Just stick to the AP and BBC newswires and only venture beyond that when an issue strikes a cord with you. If you don't feel about an issue extra reading will do nothing more than either confuse you, or implangt the opinion of another in you. Also, I would ignore any blogs, or any openly biased places. They carry terrible stories. They are usually so biased they miss the forest through the tree or miss key factors through blindness or intentional ignorance.
In the end, to really get into politics all you need are the facts. Everything else should be your opinion, and yours alone. Once you have made your opinion, then and only then, should you venture into bias land. That way you have examined the facts enough to see through the massive bais.
I like Al Jazeera -English, the BBC & Reuters.
Because I have family in South Korea, I read a local paper there which is in English The Korean Hearld.
HTere is also an english paper in Brazil called the Gringo times, I like these local papers to get access to local stories not carried by the first 3 that I mentioned.
Those who have only the religious opinions of others in their head & worship them.
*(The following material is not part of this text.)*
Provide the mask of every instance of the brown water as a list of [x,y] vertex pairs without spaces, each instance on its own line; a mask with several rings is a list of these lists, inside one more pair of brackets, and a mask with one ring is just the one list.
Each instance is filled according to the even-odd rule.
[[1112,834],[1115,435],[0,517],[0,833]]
Have no room for their own thoughts & no room to contemplate anyone elses ideas either-More
I'm a journo.
You want original news, trace it back to the original press release or exclusive comment or interview. I gotta do that shit every day.
Oh and everything is biased, or everyone thinks everything is biased apart from what they agree with. I write shit all the time like 'social networking is bad for employee productivity' but the people who did the study are designing some social network thing to counter this, or someone will do a study on heath but it'll be an insurance company, that kinda thing, all the time. Pretty much every 'study' you read about was just a poll, too, on a website.
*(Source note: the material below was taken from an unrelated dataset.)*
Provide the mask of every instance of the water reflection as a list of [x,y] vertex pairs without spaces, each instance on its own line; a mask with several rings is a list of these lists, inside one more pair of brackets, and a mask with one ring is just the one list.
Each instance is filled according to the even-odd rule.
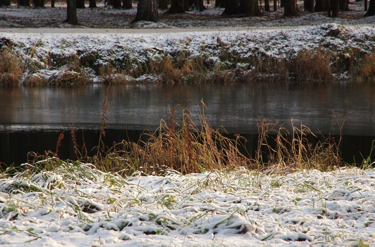
[[[58,136],[74,122],[77,128],[97,131],[106,89],[98,85],[0,88],[0,138],[3,150],[0,161],[10,150],[17,149],[17,143],[24,139],[30,139],[31,146],[26,148],[32,151],[33,143],[46,142],[43,133],[50,131]],[[181,105],[176,113],[177,121],[182,117],[182,110],[188,108],[198,124],[196,116],[203,110],[200,102],[203,99],[208,108],[204,113],[210,124],[222,125],[231,133],[257,133],[258,117],[263,116],[286,123],[297,117],[314,132],[319,129],[324,134],[330,131],[337,134],[339,130],[334,121],[332,124],[333,110],[338,113],[339,122],[346,117],[343,135],[371,137],[375,135],[375,123],[371,118],[375,117],[374,91],[371,83],[353,82],[112,85],[108,100],[114,103],[108,111],[107,124],[114,130],[154,130],[160,119],[166,120],[170,108],[177,104]],[[34,131],[39,133],[37,136],[31,134]],[[15,132],[23,132],[27,136],[14,140],[15,136],[7,136]],[[48,146],[56,146],[57,137],[52,139]]]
Like I don't think it's all about finding non-biased sources, it's about finding the original comment so you can ascertain the ulterior motives yourself. My favourites are like The Chambers of Commerce or The Federation of Small Businesses because they're full of people who know what they're talking about and their bias is clear right from the start.
If you're interested in a news story, like some legislation, imagine you're a journo and consider which organisations will have something to say about the legislation, and then see if they've put anything in the press section of their website or commented to a sympathetic news source. Then find someone with the exact opposite view and see what they have to say.
The only non-biased sources are like the Office for National Statistics, and you can't really get much 'news' out of them. The 'news' is people's reactions to proposed legislation or new statistics, not the actual statistics themselves. Places like the Royal Institution of Chartered Surveyors do statistical analysis but they comment on it with their own viewpoints about why the market is how it is and what the future looks like and how pissed off everyone is and how the government should do something differently.
Insert American equivalent organisations wherever necessary.
At 5/24/11 06:51 PM, Camarohusky wrote: In the end, to really get into politics all you need are the facts.
wolf piss
At 5/27/11 06:42 AM, LordZeebmork wrote: Yeah, but you can't get all the facts from the AP.
You can get enough to make informed decisions though. Not focusing on race when race is irrelevant, and not focusing on a small semi-legal paramilitary group does not make the AP full of holes.